In his new horror thriller Don’t Breathe, filmmaker Fede Álvarez tells an original story about a trio of teens who break into the home of a wealthy blind man to steal money only to find the war vet isn’t going to let them get away without a fight. Álvarez, who is originally from Uruguay, hit the mainstream consciousness in 2013 with his remake of the 1981 Evil Dead. During our interview, Álvarez talked about the difference between the antagonist in Don’t Breathe and the one in his last film, and whether or not he feels there is still room in the horror and thriller genres for creativity with so many remakes in demand.
On the difference between making a fantasy horror film and one set in the real world
Each of the worlds has its advantages and disadvantages. At the end of the day, the real world like the one in Don’t Breathe, it’s exciting because you don’t have to do too much to make it scary. In the ghost world, there is always a part of your brain that fights the idea that we’re in a fantasy. Most of us don’t believe that actually may happen. When you see something like Don’t Breathe, it gets to your fears in different levels. That makes it a powerful landscape to tell a story.
On Don’t Breathe featuring protagonists with questionable morals
You have to understand why they’re doing the things they’re doing. Rocky (Jane Levy) made a promise to her sister and she’s trying to deliver on that promise. It doesn’t mean you have to like her, but I think you can empathize at some level. You want characters with shady morals. Think of [Alfred] Hitchcock’s movies. Most of the characters have very shady morals — Jane Leigh stealing money at the beginning of Psycho and in Vertigo and in Strangers on a Train, everyone would do bad things. I think those characters are a lot of fun.
On making horror films during a time when society seems to be getting more sensitive about everything
We deal with that all the time. When you make any film, you try to do something that’s unique and will survive the passage of time and won’t disappear a week after it opens. I know the classic films that have accomplished that in the past usually have something that goes against society. Think about The Exorcist or The Omen or The Shining. All those themes and ideas brought big debate and had moments that were shocking. That’s what art should do. It should be provoking.
On being creative as a horror movie director
The more money you spend, the more restrictions you will have. You’re telling [a] story to the whole world… so you have to be able to tell a universal story and talk about something that anybody can understand anywhere. That’s the challenge. I always try to do something that is artistic and creative and strange and different. You can always take risks in movies. As long as you’re not spending too much money.
On original movies versus remakes
I think there is room for any kind of horror movies. Most of the time [if the remake is not good], you have to blame the writers and directors and creators. They tend to try to give the studios what they believe the studios want — the movie they greenlit. They take them what they think is a sure bet. Also, it’s about the audience. When [studios] make something original, nobody goes. I remember when Pacific Rim came out, it was this big movie and was completely original, but when the weekend came, everyone decided to go see some Adam Sandler comedy — Grown Ups 2. It’s a problem with all of us.

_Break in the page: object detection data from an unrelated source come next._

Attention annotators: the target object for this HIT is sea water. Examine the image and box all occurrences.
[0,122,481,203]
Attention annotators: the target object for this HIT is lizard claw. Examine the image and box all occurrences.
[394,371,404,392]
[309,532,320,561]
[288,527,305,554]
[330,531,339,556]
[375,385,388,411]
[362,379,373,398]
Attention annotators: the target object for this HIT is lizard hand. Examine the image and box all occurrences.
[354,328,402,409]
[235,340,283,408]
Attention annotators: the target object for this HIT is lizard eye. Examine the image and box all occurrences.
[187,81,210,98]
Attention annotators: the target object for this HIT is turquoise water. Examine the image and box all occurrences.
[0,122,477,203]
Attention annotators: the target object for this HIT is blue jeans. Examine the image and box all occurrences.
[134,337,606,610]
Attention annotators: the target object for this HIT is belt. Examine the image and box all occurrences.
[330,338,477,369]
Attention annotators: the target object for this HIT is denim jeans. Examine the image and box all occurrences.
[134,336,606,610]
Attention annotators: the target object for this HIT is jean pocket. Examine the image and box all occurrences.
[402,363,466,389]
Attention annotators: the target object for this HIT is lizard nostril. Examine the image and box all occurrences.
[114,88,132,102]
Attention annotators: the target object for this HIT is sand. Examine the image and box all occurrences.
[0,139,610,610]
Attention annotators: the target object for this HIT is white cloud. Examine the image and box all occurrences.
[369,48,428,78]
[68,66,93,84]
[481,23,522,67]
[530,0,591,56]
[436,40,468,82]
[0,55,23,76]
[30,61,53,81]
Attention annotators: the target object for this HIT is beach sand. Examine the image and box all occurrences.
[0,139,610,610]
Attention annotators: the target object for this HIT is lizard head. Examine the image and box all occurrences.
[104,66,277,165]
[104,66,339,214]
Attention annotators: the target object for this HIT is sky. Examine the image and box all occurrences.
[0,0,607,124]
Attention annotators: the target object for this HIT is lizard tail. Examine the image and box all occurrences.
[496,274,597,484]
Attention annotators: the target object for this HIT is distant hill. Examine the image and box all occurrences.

It’s about what society wants to see.
On whether or not he would do another remake
Personally, I don’t think I would do a remake right away, but I might do one sometime. It’s really fun to refresh a story and try to bring it to an audience. If I was against remakes, that would’ve made my childhood and my teen years really boring because I wouldn’t have been able to see The Fly or The Blob or The Thing or [Invasion of the] Body Snatchers. Those great movies were remakes.